Children in villages grow in the lap of nature. They know how the soil smells when the field is freshly dug or when it rains. They know how the bamboos whistle in the wind, how the dove coos, when glow worms fly, and what a wasp sting feels like.
For their city counterparts, vegetables are found in shops. The butcher produces all kinds of meat. Milk comes in pouches. They don’t know which is bigger: cow or buffalo! All reality is virtual and mediated. Book is the source of all knowledge. Tablet becomes the playground.
For people of modest or little means like me, who have come in search of opportunities, rearing a child is a nightmare in the city. There is no granny to give the baby an oil massage. Many tiny tots have no bigger brothers or sisters to teach them how to brush or how to flush. You cannot even really let the child out: she may be run over on the street; he might be picked up by crooks.
Kathmandu feels so insecure, most houses have walls for fences, leaving no space unclaimed except for what the road retains. This encroachment of what could have been stretches of open space also limits people’s mental horizons. Tenants, in particular, feel they don’t belong to where they have come to live. Probably children too feel squeezed amid the compartmentalised neighbourhoods.
So you have to ask them to cycle on the rooftop, play ball in the corridors. Their nursery schools, save a few, have no playgrounds. They have nowhere to run or to stray. They have no lawns for sunbathing. And when TV becomes their best companion, it is of little wonder that thick spectacles have become a uniform of sorts for little ones.
Back in villages, we took our own risks and faced our own problems. We climbed up trees that we could not climb down. We jumped down rows of terraced fields until our feet ached.
We were often caught in the middle when we could not weigh down standing bamboo. Children spent whole days swimming in unfamiliar waters. Some were sent to the jungle alone to graze cattle. We hardly gauged the dangers of silly acts of adventure like rolling stones down cliffs, getting oxen to fight on slippery slopes. We might have been gored by bullocks but that is how we grew up into “confident” men and women, in our own right.
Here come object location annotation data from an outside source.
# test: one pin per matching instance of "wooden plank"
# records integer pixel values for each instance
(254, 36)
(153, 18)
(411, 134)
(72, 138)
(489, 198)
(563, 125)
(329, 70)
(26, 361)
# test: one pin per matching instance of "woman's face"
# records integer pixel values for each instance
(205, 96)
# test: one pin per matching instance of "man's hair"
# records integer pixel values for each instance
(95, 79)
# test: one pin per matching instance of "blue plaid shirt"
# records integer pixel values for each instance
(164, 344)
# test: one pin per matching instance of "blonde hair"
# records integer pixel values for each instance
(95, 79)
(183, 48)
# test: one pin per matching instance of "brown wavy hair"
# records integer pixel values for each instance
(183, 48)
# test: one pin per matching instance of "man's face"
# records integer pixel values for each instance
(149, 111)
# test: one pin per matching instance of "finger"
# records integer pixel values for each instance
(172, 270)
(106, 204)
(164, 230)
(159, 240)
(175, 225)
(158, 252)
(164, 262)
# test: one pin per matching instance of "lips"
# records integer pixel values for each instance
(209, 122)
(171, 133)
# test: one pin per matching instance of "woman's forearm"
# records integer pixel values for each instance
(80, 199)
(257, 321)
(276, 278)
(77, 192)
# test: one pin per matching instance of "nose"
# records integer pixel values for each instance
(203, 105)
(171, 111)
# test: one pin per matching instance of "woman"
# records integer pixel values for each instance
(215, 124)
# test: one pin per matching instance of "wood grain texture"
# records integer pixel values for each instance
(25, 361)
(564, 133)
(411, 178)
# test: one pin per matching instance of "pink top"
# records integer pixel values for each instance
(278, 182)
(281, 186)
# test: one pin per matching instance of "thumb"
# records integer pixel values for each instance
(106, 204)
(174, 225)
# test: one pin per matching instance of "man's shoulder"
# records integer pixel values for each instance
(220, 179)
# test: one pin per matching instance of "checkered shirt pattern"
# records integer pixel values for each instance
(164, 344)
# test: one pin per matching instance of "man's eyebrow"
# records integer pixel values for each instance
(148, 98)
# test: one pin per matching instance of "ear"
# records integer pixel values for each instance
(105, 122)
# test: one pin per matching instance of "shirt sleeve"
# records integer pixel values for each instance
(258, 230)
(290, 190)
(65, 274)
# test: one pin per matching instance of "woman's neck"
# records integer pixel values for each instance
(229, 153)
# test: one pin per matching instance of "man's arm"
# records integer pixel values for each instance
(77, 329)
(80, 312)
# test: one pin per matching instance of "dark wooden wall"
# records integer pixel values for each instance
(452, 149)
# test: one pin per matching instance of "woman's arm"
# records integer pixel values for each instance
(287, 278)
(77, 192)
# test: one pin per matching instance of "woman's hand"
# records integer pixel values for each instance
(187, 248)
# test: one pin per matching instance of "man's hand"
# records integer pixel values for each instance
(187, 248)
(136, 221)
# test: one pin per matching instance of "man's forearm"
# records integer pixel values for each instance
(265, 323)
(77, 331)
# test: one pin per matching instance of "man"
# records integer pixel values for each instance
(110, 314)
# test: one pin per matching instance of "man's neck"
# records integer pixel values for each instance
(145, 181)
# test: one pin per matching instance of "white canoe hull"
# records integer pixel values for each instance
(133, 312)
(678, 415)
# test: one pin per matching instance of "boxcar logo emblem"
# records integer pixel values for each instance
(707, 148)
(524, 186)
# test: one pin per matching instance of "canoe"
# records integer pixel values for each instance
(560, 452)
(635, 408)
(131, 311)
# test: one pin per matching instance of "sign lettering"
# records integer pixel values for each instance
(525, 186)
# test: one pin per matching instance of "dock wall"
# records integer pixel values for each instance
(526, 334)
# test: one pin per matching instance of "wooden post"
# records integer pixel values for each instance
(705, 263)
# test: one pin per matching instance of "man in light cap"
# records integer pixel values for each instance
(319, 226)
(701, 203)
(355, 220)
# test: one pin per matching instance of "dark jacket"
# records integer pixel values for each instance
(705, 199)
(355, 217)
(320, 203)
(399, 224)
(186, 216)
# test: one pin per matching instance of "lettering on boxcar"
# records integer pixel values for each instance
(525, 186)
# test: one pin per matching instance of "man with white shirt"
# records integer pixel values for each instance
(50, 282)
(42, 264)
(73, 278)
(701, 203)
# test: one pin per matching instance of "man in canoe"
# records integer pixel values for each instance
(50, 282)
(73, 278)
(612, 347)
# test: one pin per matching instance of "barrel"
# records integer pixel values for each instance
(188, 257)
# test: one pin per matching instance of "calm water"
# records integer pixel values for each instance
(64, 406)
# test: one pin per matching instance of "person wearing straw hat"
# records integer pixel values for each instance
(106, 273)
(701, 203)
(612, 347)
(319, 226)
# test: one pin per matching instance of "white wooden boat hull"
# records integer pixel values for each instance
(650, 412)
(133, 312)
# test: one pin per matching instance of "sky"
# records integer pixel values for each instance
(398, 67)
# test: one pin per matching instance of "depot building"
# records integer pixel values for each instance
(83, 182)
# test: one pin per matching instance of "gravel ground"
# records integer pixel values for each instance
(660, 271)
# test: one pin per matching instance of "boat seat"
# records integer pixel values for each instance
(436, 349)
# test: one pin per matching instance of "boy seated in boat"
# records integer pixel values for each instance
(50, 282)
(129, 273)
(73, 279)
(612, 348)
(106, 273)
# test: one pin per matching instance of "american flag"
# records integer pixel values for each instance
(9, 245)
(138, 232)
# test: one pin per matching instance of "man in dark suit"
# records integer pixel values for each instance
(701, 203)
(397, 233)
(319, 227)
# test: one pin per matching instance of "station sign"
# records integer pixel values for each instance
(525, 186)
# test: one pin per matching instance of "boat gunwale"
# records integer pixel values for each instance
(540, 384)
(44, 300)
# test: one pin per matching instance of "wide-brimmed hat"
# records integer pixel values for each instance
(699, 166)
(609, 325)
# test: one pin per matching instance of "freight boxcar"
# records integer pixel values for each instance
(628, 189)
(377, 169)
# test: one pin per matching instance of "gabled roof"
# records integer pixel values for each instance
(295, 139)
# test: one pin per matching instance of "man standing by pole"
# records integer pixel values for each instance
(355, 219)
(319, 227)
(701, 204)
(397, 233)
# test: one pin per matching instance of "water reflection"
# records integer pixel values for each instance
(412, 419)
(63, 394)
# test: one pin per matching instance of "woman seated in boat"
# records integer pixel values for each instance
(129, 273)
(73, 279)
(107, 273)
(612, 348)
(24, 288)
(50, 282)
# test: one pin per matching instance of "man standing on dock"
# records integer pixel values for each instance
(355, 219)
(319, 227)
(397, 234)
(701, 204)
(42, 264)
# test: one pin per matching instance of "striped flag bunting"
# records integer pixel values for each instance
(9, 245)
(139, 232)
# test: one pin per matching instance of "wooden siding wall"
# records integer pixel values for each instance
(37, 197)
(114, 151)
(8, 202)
That we could not entirely focus on studies was something very few bothered about.
Here in Kathmandu Valley, dust has been such a problem in the last few years that you cannot take your baby out on a public vehicle for an hour. If you do, they develop a breathing problem in the evening.
This spell of passive growth has a huge bearing on children’s physical well-being and mental and emotional growth. Some talk and act like cartoon characters, as a result of constantly watching all sorts of animations available on channels and online. Misunderstanding with parents builds early on. Trivial matters are enough to irritate our budding generation.
Why can’t there be parks for children at manageable distances, safe lanes for cycling, ramps to skate on, open spaces to gather and chat and play for hours? What do we want them to grow up into without providing them with facilities suitable to foster their development?
Well-to-do families have managed to fill this gap by sending their children to well-facilitated boarding schools where they can indulge in most sports, martial arts, do athletics, practice music and engage in other creative pursuits. Some may be joining cricket academies to practise during the weekends. A few may be chauffeured to facilities for routine sessions. But the majority have no way out. Most parents are having to regret their inability to provide the new generation with the space and care they require and deserve. And individuals are not to be blamed for their failures if they made the minimum effort expected of them. It reflects poorly on our society and nation as a whole if its citizens are helpless.
Isn’t it time the state widened its social security net to include children’s concerns? Just like free immunisation, should not there be common platforms for our little ones to grow up healthy and sound? They say that a morning shows the day. With our cloistered communities and sore-eyed, bored children, what new dawn are we heralding?